The greater success of white youths in entering higher education at four-year colleges rather than two-year colleges will likely boost their educational attainment relative to Hispanic youths. Two-year colleges can provide an appropriate education to meet the aims of some youths. Many youth do not aspire to a bachelor’s degree and aim to attain vocational training or an associate’s degree or certificate. Two-year colleges and non-degree-granting institutions can effectively serve students with basic skill deficiencies and whose high school preparation has not given them the skills they need to succeed in a four-year college (NCES, 2003b). These institutions also often provide educational programs and services that are not offered by four-year colleges.
Nonetheless, freshmen starting on two-year college campuses are much less likely to finish a bachelor’s degree than comparable freshmen on four-year campuses. This applies to all youths regardless of race or ethnicity, and this finding appears quite consistently across national post-secondary education data sets.
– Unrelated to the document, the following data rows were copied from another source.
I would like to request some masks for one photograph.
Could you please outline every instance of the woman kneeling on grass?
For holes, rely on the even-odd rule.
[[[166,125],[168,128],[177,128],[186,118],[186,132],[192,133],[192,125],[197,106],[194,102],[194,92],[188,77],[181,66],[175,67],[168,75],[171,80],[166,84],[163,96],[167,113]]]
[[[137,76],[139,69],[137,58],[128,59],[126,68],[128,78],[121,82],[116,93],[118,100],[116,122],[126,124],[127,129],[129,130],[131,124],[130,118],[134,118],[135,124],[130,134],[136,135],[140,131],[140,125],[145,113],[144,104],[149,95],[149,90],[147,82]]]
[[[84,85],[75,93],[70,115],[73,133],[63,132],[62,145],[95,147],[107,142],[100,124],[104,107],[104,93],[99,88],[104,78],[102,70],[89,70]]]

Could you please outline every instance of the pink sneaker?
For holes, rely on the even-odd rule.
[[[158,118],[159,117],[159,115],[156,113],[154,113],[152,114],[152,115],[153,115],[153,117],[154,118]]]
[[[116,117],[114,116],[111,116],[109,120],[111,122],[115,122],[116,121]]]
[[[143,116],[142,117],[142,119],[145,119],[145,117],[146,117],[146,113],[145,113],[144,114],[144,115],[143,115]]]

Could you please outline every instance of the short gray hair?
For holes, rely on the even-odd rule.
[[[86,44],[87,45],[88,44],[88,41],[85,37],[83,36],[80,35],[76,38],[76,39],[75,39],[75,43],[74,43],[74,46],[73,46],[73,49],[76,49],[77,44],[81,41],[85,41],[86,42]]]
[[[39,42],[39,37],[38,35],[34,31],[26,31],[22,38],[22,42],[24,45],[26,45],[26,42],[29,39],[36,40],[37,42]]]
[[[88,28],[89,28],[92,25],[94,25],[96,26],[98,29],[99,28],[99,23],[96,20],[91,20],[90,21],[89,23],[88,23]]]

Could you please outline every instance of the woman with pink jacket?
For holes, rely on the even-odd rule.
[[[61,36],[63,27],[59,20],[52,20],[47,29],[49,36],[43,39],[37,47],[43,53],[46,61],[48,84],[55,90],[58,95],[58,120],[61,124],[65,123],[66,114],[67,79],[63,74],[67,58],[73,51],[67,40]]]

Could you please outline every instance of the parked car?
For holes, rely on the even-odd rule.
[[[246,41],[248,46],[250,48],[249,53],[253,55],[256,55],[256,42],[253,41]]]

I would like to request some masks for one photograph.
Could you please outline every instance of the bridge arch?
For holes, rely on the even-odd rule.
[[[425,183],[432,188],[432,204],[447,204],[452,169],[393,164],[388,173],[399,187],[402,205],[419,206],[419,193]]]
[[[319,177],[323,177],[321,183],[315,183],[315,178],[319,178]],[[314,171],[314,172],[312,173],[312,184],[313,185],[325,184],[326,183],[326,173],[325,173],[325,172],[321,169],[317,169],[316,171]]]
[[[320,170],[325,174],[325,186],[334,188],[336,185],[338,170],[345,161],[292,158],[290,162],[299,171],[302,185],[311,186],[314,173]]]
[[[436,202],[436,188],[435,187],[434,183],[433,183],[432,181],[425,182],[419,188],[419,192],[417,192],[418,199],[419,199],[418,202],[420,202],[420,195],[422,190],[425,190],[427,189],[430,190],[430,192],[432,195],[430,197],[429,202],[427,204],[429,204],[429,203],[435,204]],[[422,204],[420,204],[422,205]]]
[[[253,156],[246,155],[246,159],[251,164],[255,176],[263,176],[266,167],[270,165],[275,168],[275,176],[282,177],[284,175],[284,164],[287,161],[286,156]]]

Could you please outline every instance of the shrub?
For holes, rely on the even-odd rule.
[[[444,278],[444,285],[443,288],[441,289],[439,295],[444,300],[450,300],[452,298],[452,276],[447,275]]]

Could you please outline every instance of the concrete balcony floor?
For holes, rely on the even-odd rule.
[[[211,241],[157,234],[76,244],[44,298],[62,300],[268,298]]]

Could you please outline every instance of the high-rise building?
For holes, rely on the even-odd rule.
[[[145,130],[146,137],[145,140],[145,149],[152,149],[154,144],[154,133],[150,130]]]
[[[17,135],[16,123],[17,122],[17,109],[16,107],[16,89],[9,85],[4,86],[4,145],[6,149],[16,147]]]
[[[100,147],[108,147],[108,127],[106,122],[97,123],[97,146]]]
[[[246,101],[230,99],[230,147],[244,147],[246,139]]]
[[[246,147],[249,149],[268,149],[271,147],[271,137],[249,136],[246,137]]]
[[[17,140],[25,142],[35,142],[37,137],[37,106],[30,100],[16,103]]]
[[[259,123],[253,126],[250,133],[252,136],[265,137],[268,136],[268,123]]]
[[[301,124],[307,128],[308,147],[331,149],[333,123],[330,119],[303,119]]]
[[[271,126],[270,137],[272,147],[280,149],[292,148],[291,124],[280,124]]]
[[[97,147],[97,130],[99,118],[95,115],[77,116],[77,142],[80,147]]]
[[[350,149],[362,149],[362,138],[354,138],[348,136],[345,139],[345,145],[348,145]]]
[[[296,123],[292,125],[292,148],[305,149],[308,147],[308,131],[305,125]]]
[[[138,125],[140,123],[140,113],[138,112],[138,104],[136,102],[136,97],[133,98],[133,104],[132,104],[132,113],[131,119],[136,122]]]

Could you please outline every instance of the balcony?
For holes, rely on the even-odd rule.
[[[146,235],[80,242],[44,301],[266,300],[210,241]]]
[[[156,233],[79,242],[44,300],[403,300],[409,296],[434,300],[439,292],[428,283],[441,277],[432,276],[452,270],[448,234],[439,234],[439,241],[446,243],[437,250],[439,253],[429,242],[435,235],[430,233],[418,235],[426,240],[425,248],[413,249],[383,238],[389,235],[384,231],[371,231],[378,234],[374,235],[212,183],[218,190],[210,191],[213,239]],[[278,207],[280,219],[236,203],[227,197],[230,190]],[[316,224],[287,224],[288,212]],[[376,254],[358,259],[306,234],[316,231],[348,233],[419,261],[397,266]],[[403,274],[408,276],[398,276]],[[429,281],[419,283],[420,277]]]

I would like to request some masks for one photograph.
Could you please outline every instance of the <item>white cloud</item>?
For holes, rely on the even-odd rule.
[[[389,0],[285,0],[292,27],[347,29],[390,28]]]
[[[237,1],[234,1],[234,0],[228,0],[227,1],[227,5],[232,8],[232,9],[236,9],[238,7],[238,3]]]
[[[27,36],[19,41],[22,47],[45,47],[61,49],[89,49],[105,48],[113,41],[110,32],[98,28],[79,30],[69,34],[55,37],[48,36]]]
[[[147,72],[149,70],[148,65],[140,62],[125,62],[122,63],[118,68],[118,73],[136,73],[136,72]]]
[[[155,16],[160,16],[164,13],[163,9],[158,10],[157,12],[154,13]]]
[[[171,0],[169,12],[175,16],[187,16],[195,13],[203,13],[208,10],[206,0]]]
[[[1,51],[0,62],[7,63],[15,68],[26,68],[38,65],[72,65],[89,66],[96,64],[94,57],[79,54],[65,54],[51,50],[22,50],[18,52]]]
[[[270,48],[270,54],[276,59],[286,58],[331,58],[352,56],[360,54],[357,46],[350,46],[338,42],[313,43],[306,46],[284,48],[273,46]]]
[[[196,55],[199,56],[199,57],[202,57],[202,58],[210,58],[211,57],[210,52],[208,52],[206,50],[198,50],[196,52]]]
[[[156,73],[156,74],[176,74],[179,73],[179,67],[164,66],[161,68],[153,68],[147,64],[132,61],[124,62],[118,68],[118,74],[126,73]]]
For example, the U.S. Department of Education tracked the educational progress of a nationally representative sample of students that began their post-secondary education in the 1995-96 academic year (NCES, 2002). The most recent follow-up occurred six years after the students had begun post-secondary education. Analysis of this data reveals that almost half of Hispanic undergraduates who sought a bachelor’s degree and began at a four-year college finished a bachelor’s degree within six years (Figure 7). Fewer than one in five of their counterparts who started at a two-year college finished a bachelor’s degree within six years. The importance of post-secondary starting points for bachelor’s degree completion partly reflects the lesser academic preparation of two-year college entrants vis-à-vis four-year college entrants. However, two-year entrants and four-year entrants with similar high school background and college entrance examination scores have markedly different completion rates.7
One reason for the relatively low bachelor’s completion rates of two-year students is that many two-year students never get to a four-year college or university. Transfer rates from two-year colleges to four-year colleges are fairly low. Tabulations from the 1995-96 Beginning Post-secondary Students Longitudinal survey referred to above indicate that fewer than 45 percent of Hispanic two-year students seeking a bachelor’s degree transferred to a four-year college within six years of entry. But the uphill climb from a two-year college to a bachelor’s degree does not stop with transferring to a four-year institution. Even two-year students who successfully transfer to a four-year college are less likely to earn a bachelor’s degree than students who start at a four-year college. About 44 percent of transfer students finish a bachelor’s degree within six years.8 This compares with a 63 percent graduation rate among students who begin the quest at a four-year college. As Figure 8 shows, differences in high school background do not fully account for the difference in success.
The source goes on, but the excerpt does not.